Rig it up so you've got a 8:16 gear set up. Then rig that to another 8:16 gear set up. Then rig THAT to another 8:16 gear set up. So now you're running (1/2)*(1/2)*(1/2). You know what (1/2)*(1/2)*(1/2) equals? Why yes, 1/8th! Connect all that to your 140 tooth gear, and now the 140 is running at 1/8th of the input.
You don't have to use the 8 and 16 tooth gears. Those are just the smallest ones you can use. You can use any combination that is 1:2. So that would be the 12 and 24 tooth gears or the 20 and 40 tooth gears.
However having just read this article on the excellent website Brickset (!) there may be a way to drive it from the centre as you would a regular gear in which case either of those methods should work.

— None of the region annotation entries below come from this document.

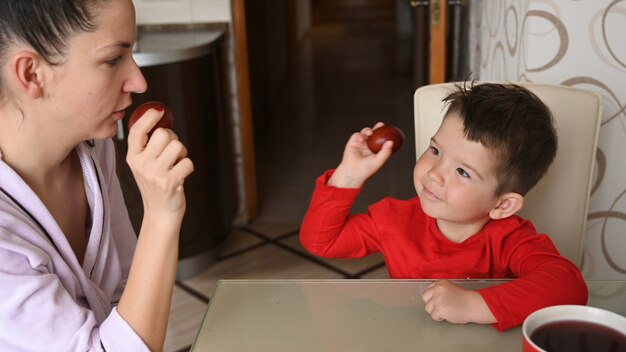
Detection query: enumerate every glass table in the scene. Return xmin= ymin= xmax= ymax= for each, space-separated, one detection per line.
xmin=192 ymin=280 xmax=626 ymax=352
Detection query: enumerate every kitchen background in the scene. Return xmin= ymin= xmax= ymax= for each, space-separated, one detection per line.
xmin=128 ymin=0 xmax=626 ymax=351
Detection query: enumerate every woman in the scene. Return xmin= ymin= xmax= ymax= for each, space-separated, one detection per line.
xmin=0 ymin=0 xmax=193 ymax=351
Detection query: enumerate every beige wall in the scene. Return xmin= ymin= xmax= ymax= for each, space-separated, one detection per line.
xmin=471 ymin=0 xmax=626 ymax=279
xmin=133 ymin=0 xmax=231 ymax=24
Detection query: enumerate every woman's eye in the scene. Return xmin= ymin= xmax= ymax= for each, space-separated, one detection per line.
xmin=456 ymin=168 xmax=470 ymax=178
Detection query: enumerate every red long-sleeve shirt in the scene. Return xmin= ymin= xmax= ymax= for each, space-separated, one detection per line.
xmin=300 ymin=170 xmax=587 ymax=331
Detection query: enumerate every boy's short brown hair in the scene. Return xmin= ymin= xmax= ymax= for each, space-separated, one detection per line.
xmin=443 ymin=82 xmax=558 ymax=195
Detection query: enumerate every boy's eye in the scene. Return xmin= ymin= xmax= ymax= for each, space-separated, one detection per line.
xmin=107 ymin=56 xmax=122 ymax=66
xmin=456 ymin=168 xmax=470 ymax=178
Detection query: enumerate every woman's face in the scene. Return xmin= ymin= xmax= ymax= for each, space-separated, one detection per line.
xmin=44 ymin=0 xmax=147 ymax=142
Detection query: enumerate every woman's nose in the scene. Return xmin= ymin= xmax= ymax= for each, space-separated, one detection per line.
xmin=124 ymin=62 xmax=148 ymax=93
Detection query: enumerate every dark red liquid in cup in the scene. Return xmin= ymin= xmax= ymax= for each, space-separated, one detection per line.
xmin=530 ymin=321 xmax=626 ymax=352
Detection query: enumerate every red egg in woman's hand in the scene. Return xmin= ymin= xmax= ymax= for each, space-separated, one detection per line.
xmin=367 ymin=126 xmax=404 ymax=153
xmin=128 ymin=101 xmax=174 ymax=135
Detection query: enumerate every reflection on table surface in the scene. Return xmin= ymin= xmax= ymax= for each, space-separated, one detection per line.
xmin=192 ymin=280 xmax=626 ymax=351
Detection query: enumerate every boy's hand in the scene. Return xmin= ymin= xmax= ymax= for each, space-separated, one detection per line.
xmin=328 ymin=122 xmax=393 ymax=188
xmin=422 ymin=280 xmax=496 ymax=324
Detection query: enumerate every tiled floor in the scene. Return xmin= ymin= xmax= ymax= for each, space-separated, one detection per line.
xmin=165 ymin=23 xmax=415 ymax=351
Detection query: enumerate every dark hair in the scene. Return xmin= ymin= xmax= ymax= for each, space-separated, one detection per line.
xmin=443 ymin=82 xmax=558 ymax=195
xmin=0 ymin=0 xmax=108 ymax=63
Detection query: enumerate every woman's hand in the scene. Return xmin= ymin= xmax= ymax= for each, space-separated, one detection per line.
xmin=422 ymin=280 xmax=496 ymax=324
xmin=126 ymin=109 xmax=193 ymax=219
xmin=328 ymin=122 xmax=393 ymax=188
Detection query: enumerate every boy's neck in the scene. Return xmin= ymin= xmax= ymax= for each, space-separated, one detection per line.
xmin=436 ymin=216 xmax=491 ymax=243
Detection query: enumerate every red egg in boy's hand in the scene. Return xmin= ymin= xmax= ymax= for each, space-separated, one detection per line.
xmin=367 ymin=126 xmax=404 ymax=153
xmin=128 ymin=101 xmax=174 ymax=136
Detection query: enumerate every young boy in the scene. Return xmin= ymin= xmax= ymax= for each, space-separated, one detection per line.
xmin=300 ymin=83 xmax=587 ymax=331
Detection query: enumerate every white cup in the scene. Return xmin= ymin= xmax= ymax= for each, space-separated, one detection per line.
xmin=522 ymin=305 xmax=626 ymax=352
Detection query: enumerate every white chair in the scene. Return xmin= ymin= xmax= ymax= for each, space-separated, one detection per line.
xmin=414 ymin=82 xmax=602 ymax=267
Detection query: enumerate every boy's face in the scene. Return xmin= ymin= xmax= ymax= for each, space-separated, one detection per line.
xmin=413 ymin=113 xmax=498 ymax=234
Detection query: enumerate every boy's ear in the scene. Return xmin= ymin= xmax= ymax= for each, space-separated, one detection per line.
xmin=489 ymin=192 xmax=524 ymax=220
xmin=10 ymin=50 xmax=45 ymax=99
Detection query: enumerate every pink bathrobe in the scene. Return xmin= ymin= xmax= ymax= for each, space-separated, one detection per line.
xmin=0 ymin=140 xmax=149 ymax=351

Back to the building table...
I'm having a play with a spreadsheet to see if I can find some kind of way that normal gearing would work. There's certainly no easy way. The closest I've come so far is 8.10185 (going 8:40, then 24:8, 24:20 and 24:140. I'll keep trying...
Oops, just realised that 8.1 would make it that much faster than the other one...
I think most successful long running GBC machines tend to allow for misses / misalignment, so that if a ball misses the slot it is meant to go in, it will wait for the next one. That way, if out of sync it doesn't matter too much.
Closest I've got so far is 8:1.06 - going 8:20, 40:36, 40:140.
Honestly, I'm quite surprised that Lego gave this gear 140 teeth. It just doesn't work as a multiple of any of the other gears. 4 more teeth on it would have worked beautifully.
It just doesn't work. Nothing works, and all because it's 140-tooth. If it was 144-tooth it would be a piece of cake (8:16, 36:144).
I suspect this is a rare case of Lego not actually thinking a new part through properly.
The caveat is that I've used a gear which you don't list. Well actually, there's two different ones you could use, but I'm not sure if one of them would work or not.
You'd need either this old 14-tooth gear or this 28-tooth differential gear (which I'm not sure you could use, given it's not got an axle-hole)
For the 14-tooth, you'd go 40:16, 20:40, 14:140. For the 28-tooth, you'd go 20:16, 20:40, 28:140.
In fact, see Sariel's gear calculator http://gears.sariel.pl ... in the example there, red is 20 tooth and yellow is 140 tooth. Then instead of fixing the yellow ring and allowing the grey bar to be the rotator, fix the grey bar and the yellow ring will rotate at 1:8 speed of the red. I haven't got the parts with me to test what fits for the blue.
Anyway, surely it'd be a 7:1 ratio? For every 7 times you turned the 20-tooth gear, the 140-tooth gear would turn once.
Huw,
If the centre drive doesn't work and you did want to use the old 28 tooth differential like a regular gear (part 73071) as suggested by Paperballpark. The easiest way to fix it to an axle is to insert the three internal bevel gears and slide a single axle through the whole assembly.
You could have a drive train 140:28 to 16:8 to 16:8 to 16:40 giving a ratio of 5 x 2 x 2 x .4 = 8.